The tractor was lifted using a crane on the morning of February 18 and transported on a truck to a Mumbai port, from where it will be shipped to California, US, Vadhera said. Incidentally, California also hosts the California Agriculture Museum, home to the Heidrick Tractor collection. However, Vadhera has no clue who the tractor’s buyer is.

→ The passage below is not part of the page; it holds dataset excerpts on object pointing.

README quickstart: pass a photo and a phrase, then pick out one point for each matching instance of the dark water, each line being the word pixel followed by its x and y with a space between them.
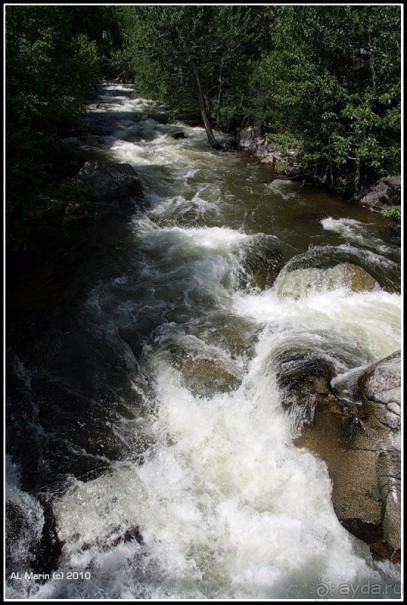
pixel 148 454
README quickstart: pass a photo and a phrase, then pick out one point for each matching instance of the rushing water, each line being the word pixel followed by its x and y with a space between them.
pixel 167 467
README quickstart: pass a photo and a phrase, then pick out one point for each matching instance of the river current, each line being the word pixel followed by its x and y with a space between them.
pixel 156 433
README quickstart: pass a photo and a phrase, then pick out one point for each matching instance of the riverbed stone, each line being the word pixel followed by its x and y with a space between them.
pixel 262 265
pixel 384 194
pixel 110 182
pixel 207 377
pixel 299 283
pixel 360 444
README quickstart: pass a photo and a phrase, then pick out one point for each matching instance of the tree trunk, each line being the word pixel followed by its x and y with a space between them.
pixel 209 133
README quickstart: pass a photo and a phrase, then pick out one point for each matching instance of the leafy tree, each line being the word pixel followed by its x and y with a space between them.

Vintage Heinrich Lanz tractors are extremely rare and considered “blue chip” collectibles due to their historical significance, engineering and extreme durability. They are celebrated as symbols of German agricultural industrialisation. Introduced in 1921 by Dr Fritz Huber, the Lanz Bulldog was the world’s first successful crude-oil-burning, hot-bulb tractor. It was treasured since it could run on any fuel — from vegetable oil to waste oil. The Heinrich Lanz company had presented the Bulldog HL 12 for the first time at the German Agricultural Society’s travelling exhibition on June 16, 1921. The Bulldog got its name from the machine’s hot-bulb engine’s cylinder head which bore a likeness to a dog.